BACKGROUND: Chronic Kidney Disease (CKD) has been associated with a prothrombotic state. CKD affects hemostasis through altered platelet function and coagulation factors. Traditional tests provide limited insight into these changes. We used Thromboelastography (TEG) to evaluate coagulation profiles in CKD and non-CKD patients, comparing parameters based on glomerular filtration rate (GFR) to better understand clotting dynamics. The aim of the study was to evaluate coagulation profiles in patients across GFR categories using Thromboelastography (TEG), which enables comprehensive assessment of clot formation dynamics. METHODS: We prospectively evaluated patients with peripheral artery disease undergoing revascularization (December 2020-2023). Patients were stratified by GFR into 3 groups: >
60 mL/min, 30-59 mL/min, and <
30 mL/min.
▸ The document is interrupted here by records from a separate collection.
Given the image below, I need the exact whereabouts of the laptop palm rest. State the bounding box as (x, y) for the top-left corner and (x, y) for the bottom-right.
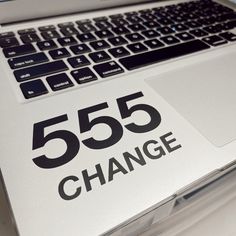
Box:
(146, 52), (236, 147)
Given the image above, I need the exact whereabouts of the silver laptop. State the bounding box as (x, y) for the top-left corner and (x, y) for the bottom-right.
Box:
(0, 0), (236, 236)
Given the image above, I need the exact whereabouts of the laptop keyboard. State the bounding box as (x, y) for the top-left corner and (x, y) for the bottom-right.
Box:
(0, 0), (236, 99)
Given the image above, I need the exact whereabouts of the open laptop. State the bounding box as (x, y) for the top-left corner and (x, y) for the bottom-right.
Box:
(0, 0), (236, 236)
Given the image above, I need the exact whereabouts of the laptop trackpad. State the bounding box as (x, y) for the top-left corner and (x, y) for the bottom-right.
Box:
(146, 52), (236, 146)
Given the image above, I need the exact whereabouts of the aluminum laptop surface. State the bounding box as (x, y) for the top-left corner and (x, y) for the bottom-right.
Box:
(0, 1), (236, 236)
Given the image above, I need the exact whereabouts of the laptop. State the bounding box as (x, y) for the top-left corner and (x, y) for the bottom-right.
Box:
(0, 0), (236, 236)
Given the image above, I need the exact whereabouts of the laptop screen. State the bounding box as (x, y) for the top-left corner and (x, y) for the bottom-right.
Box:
(0, 0), (150, 24)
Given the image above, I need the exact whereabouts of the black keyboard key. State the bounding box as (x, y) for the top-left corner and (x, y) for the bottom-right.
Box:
(77, 22), (97, 33)
(0, 31), (15, 39)
(77, 33), (96, 42)
(125, 33), (144, 42)
(126, 15), (143, 24)
(203, 24), (223, 34)
(223, 20), (236, 30)
(170, 24), (188, 32)
(38, 25), (56, 31)
(128, 24), (146, 31)
(109, 14), (123, 19)
(111, 26), (130, 35)
(93, 61), (124, 78)
(58, 22), (74, 28)
(140, 13), (156, 21)
(37, 40), (57, 50)
(108, 47), (130, 58)
(20, 79), (48, 99)
(70, 43), (91, 55)
(0, 37), (19, 48)
(68, 55), (91, 68)
(3, 44), (36, 57)
(14, 61), (68, 82)
(119, 40), (209, 70)
(17, 28), (36, 35)
(58, 36), (77, 47)
(157, 26), (174, 35)
(221, 12), (236, 21)
(71, 67), (97, 84)
(160, 35), (180, 45)
(125, 11), (138, 17)
(8, 52), (49, 69)
(60, 26), (79, 36)
(219, 32), (236, 41)
(41, 30), (60, 40)
(46, 73), (74, 91)
(95, 21), (112, 30)
(90, 40), (110, 50)
(175, 32), (194, 41)
(189, 29), (208, 37)
(127, 43), (148, 53)
(141, 30), (160, 38)
(202, 35), (227, 46)
(157, 18), (174, 25)
(185, 21), (201, 28)
(95, 30), (114, 39)
(49, 48), (70, 60)
(108, 36), (128, 46)
(89, 51), (111, 63)
(20, 34), (41, 43)
(111, 18), (129, 26)
(139, 9), (152, 14)
(93, 16), (108, 22)
(144, 39), (164, 49)
(142, 21), (161, 29)
(76, 19), (92, 25)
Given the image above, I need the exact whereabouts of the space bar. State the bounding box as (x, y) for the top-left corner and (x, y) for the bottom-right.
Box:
(119, 40), (209, 70)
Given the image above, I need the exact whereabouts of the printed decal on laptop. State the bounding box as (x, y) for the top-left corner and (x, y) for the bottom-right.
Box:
(33, 92), (182, 200)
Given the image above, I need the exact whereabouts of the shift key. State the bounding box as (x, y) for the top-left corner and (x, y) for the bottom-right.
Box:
(14, 60), (68, 82)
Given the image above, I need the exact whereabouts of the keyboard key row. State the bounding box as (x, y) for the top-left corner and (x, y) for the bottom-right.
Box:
(20, 61), (124, 99)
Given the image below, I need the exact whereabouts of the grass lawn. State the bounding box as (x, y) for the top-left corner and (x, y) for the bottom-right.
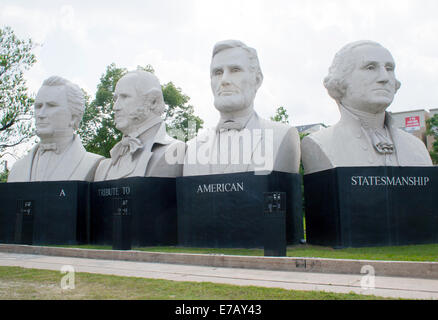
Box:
(0, 267), (394, 300)
(53, 244), (438, 262)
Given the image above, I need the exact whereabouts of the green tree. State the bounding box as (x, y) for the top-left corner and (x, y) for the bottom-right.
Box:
(271, 106), (289, 123)
(426, 114), (438, 164)
(0, 27), (36, 156)
(78, 63), (127, 158)
(162, 82), (204, 142)
(78, 63), (203, 158)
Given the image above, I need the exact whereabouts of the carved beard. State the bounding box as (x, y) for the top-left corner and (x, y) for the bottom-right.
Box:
(214, 92), (255, 112)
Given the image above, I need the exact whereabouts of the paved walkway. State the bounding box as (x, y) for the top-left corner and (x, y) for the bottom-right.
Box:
(0, 253), (438, 299)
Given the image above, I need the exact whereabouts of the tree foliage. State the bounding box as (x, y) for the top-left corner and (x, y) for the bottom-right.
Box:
(271, 106), (289, 123)
(78, 63), (203, 158)
(426, 114), (438, 164)
(0, 27), (36, 156)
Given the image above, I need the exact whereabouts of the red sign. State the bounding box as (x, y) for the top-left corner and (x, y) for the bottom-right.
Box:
(405, 116), (420, 128)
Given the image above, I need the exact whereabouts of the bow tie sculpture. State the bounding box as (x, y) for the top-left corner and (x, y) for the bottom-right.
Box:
(110, 136), (143, 164)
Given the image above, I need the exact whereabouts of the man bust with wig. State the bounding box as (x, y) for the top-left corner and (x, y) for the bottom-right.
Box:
(301, 41), (432, 174)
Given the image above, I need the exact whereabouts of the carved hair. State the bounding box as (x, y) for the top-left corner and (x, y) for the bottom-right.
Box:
(43, 76), (85, 130)
(324, 40), (401, 103)
(211, 40), (263, 84)
(125, 70), (166, 116)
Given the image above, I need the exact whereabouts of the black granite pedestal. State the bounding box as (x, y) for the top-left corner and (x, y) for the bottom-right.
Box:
(304, 167), (438, 248)
(90, 177), (177, 249)
(177, 172), (303, 248)
(0, 181), (89, 245)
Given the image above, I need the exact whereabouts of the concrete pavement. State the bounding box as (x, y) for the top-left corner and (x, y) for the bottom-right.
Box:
(0, 252), (438, 299)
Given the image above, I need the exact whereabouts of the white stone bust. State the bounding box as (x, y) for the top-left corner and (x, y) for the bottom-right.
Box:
(95, 70), (185, 181)
(8, 76), (103, 182)
(301, 40), (432, 174)
(184, 40), (300, 176)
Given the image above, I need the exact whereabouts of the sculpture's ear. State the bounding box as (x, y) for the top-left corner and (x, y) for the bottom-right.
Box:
(256, 72), (263, 90)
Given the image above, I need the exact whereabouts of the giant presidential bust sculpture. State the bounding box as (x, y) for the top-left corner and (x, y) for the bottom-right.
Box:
(301, 41), (432, 174)
(8, 76), (103, 182)
(95, 70), (185, 181)
(184, 40), (300, 176)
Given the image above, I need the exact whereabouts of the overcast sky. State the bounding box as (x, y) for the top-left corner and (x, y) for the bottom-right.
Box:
(0, 0), (438, 131)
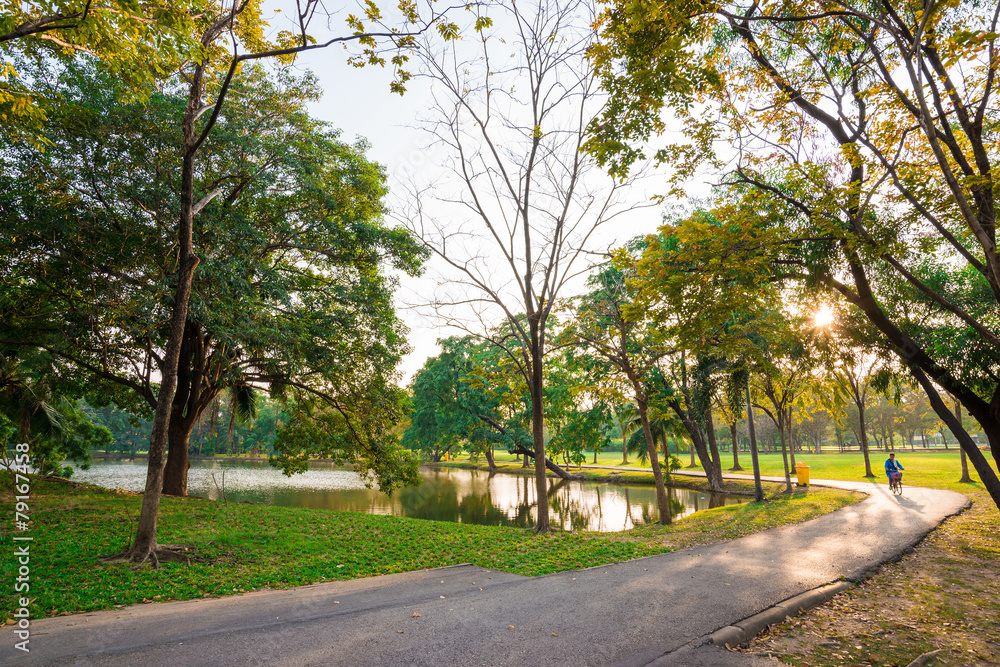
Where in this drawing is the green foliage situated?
[0,62,425,494]
[0,355,111,477]
[0,473,853,616]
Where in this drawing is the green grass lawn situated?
[484,448,995,493]
[0,470,858,619]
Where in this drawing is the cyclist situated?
[885,452,903,486]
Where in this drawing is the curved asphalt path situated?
[0,472,968,667]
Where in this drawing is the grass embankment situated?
[0,478,857,618]
[450,449,1000,667]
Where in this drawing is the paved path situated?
[0,480,968,667]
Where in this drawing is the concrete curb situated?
[708,581,853,648]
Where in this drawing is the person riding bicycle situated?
[885,452,903,486]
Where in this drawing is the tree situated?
[0,354,111,477]
[3,56,421,561]
[757,312,813,493]
[404,0,640,532]
[591,0,1000,505]
[0,0,205,146]
[563,264,673,524]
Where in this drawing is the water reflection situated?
[73,460,743,532]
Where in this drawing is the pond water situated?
[73,459,746,532]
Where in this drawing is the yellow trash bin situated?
[795,463,809,486]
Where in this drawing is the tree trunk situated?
[776,410,792,493]
[785,407,795,470]
[122,120,204,564]
[632,396,672,525]
[955,400,972,484]
[660,429,670,484]
[611,408,628,466]
[530,340,552,533]
[163,418,194,496]
[907,363,1000,507]
[747,384,764,502]
[729,420,743,470]
[705,405,725,490]
[857,401,875,477]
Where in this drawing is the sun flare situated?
[813,306,833,327]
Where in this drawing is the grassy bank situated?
[0,478,857,618]
[448,449,1000,667]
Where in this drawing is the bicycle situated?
[889,472,903,496]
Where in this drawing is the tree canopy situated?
[590,0,1000,503]
[0,64,424,492]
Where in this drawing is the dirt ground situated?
[738,494,1000,667]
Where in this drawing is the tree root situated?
[100,544,197,570]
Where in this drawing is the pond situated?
[73,459,746,532]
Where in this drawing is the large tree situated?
[407,0,640,532]
[563,264,674,524]
[593,0,1000,504]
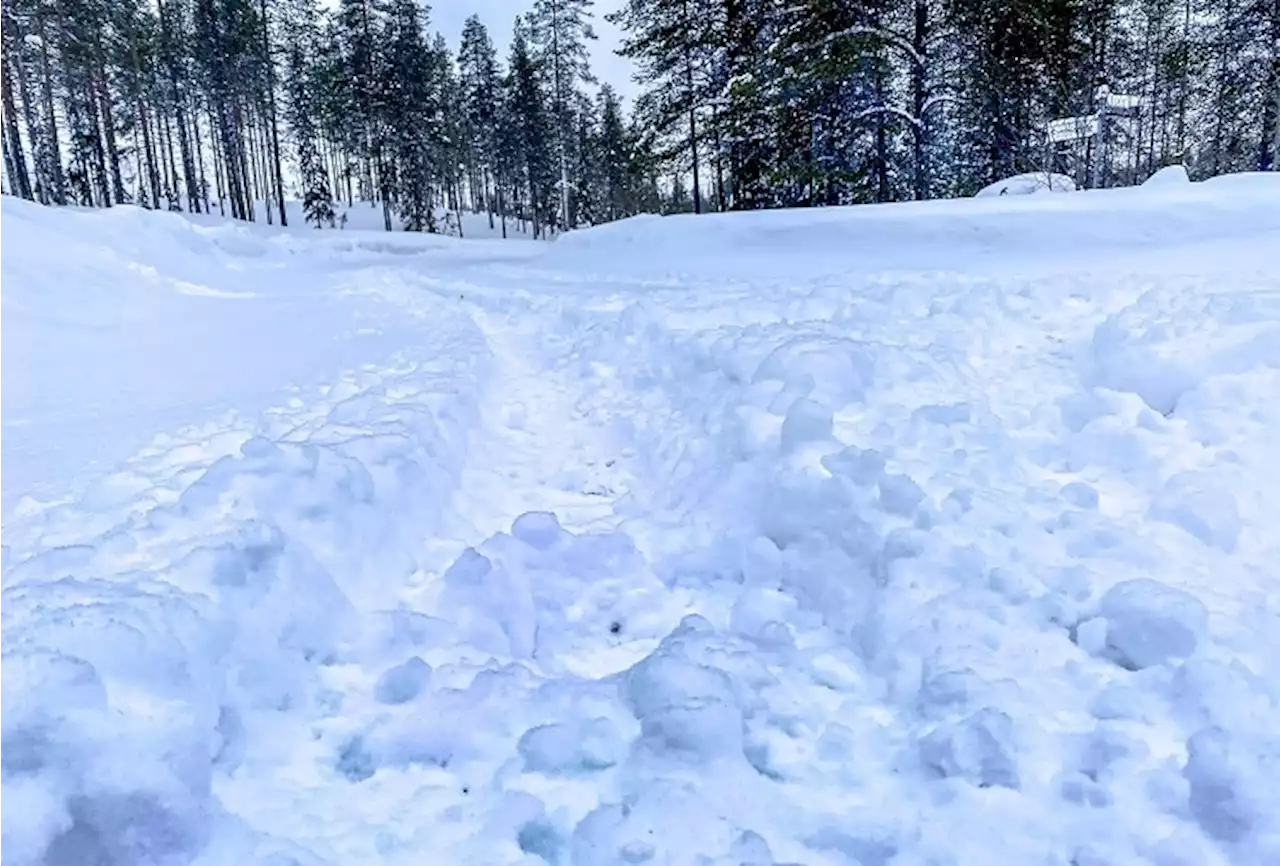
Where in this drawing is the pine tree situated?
[609,0,728,212]
[284,0,337,229]
[458,15,500,222]
[506,19,555,238]
[529,0,595,228]
[595,84,634,221]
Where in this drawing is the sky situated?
[431,0,636,101]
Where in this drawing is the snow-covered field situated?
[0,175,1280,866]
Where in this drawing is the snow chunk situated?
[920,707,1020,791]
[1151,472,1244,553]
[730,587,799,641]
[516,718,626,775]
[879,475,924,517]
[511,512,564,550]
[1100,578,1208,670]
[1183,728,1274,843]
[374,656,431,704]
[782,398,833,452]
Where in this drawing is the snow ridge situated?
[0,183,1280,866]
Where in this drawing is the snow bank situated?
[512,170,1280,866]
[973,171,1075,198]
[541,168,1280,277]
[0,170,1280,866]
[0,202,488,866]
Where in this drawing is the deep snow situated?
[0,175,1280,866]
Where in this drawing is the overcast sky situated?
[431,0,635,97]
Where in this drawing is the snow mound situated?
[973,171,1075,198]
[538,173,1280,277]
[0,177,1280,866]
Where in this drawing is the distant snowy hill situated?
[0,175,1280,866]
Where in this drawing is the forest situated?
[0,0,1280,237]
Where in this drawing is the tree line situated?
[0,0,1280,230]
[614,0,1280,210]
[0,0,680,237]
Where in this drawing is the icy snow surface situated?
[0,175,1280,866]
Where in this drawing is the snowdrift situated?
[543,174,1280,283]
[0,177,1280,866]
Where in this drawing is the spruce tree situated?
[458,15,500,229]
[529,0,595,228]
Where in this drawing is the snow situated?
[974,170,1080,198]
[0,174,1280,866]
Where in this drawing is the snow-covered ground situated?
[0,175,1280,866]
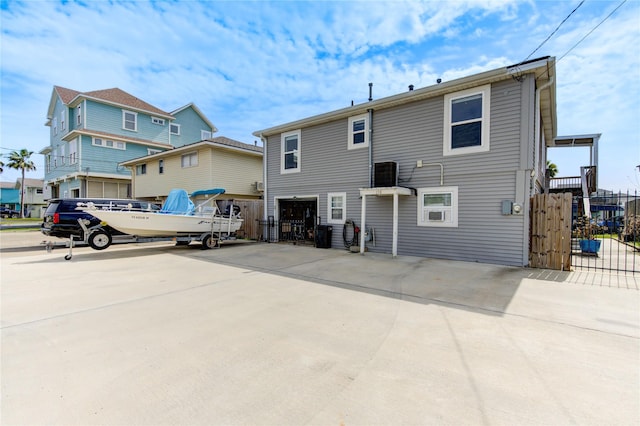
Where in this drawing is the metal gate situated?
[571,192,640,275]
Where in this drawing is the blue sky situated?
[0,0,640,191]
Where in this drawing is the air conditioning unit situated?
[428,210,444,222]
[373,161,399,188]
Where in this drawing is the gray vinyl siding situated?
[265,79,534,266]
Pre-surgical blood samples were analyzed using TEG parameters, including Maximum Amplitude (MA), Citrated Functional Fibrinogen (CFF), and Functional Fibrinogen Levels (FLEV). Statistical analysis employed Kruskal-Wallis tests. RESULTS: Among 254 patients (182 with GFR >
60, 56 with GFR 30-59, and 16 with GFR <
30), those with declining kidney function showed progressively higher values in CRT MA (62.80 vs. 65.85 vs. 67.85 mm, P = 0.0021), CK MA (61.10 vs. 64.00 vs. 66.70 mm, P = 0.0063), CFF MA (21.40 vs. 24.10 vs. 33.70 mm, P = 0.0017), and CFF FLEV (390.5 vs. 487.2 vs. 556.6 mg/dL, P = 0.0029). This pattern persisted in patients on mono antiplatelet therapy (MAPT). Patients receiving MAPT showed consistently higher coagulation marker levels compared to those on dual antiplatelet therapy (DAPT), particularly in severe renal impairment (GFR <
30). CONCLUSION: Patients with decreased kidney function demonstrated relative hypercoagulability compared to those with normal kidney function, as evidenced by elevated fibrinogen levels and stronger blood clots. While DAPT was associated with lower coagulation marker levels compared to MAPT, platelet reactivity remained similar across GFR categories. However, these laboratory findings did not translate into increased clinical events, with no significant differences in bleeding episodes (P = 0.436) or arterial thrombotic events (P = 0.095) across GFR categories.